The website is called Spokeo and their aim is to let you keep track of what (/everything) that your friends are up to on a bunch of different social networking sites, including: last.fm, Amazon, MySpace, LinkedIn, YouTube, Flickr, Digg, Facebook, etc. According to Phil Bradley, who tried it out, the system is able to link the profiles of your friends on different sites, even if they use different login names on each site.
What kind of information can you see? Well, anything that's public and anything else you have access to according to the website:
"All users can track information that is publicly available. Only users who have accesss to private content on a third party site can track that private content in Spokeo."The thing is, there is quite a lot of publicly available data about pretty much everybody on the net. A service like this that aggregates the data and make it easier to find and search, means that the inherent anonymity that comes with there being so much data on the net and that data being distributed over so many websites doesn't apply any longer. Data about you can now be integrated, stored and archived. So what you did a number of years ago on some obscure website, may well come back to find (/haunt) you in the future.
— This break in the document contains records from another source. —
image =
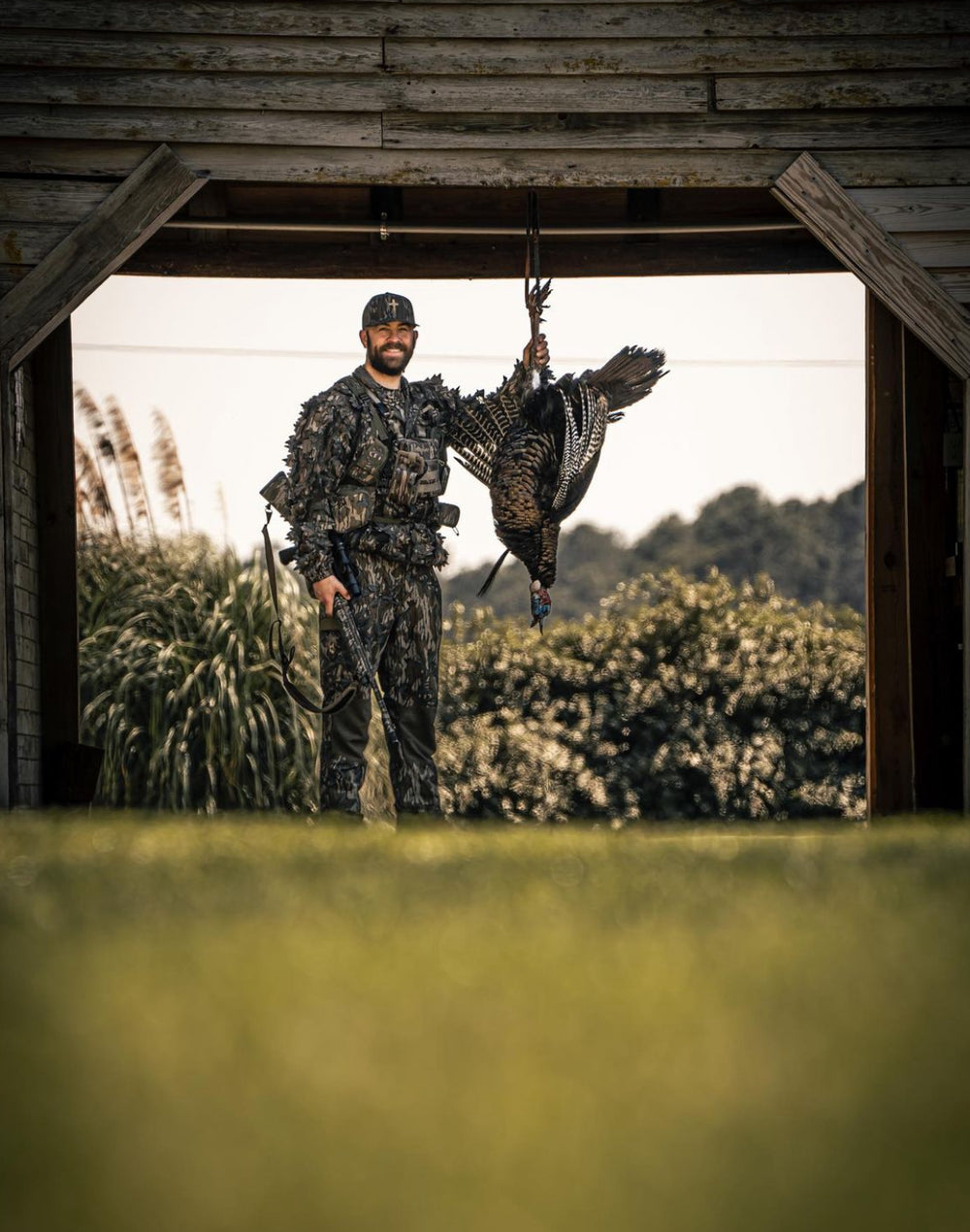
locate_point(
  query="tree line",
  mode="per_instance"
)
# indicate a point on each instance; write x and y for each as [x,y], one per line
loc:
[811,551]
Sound fanciful? Imagine for example that you are applying for a job and the prospective employer has a look at your profile on LinkedIn and then links to your Digg profile only to discover that you particularly like stories about some ultra-liberal political candidate ... or that you're into guns ... or maybe you've shown a passing interest in a certain religious sect. - All this information wouldn't be hard to find, but it's probably not the stuff you want on your CV!
Also, it looks like Spokeo isn't the only "social content aggregator" and that these sites are becoming quite common, according to this post on Techcrunch.
1 comment:
Mark - just started reading the blog. Privacy is becoming more of an issue for me - maybe I should start doing research on it. What bugs me is the lack of discussion about in our our community. In fact, some researchers I know boast of being able to link user identities across different sites (often without users being aware of it). If insurance companies, employers gain access to such tools, imagine what will happen. And researchers never stop to ask whether this is right. I think privacy is the atom bomb of CS, yet unlike physicists, computer scientists are not discussing ethical questions around it.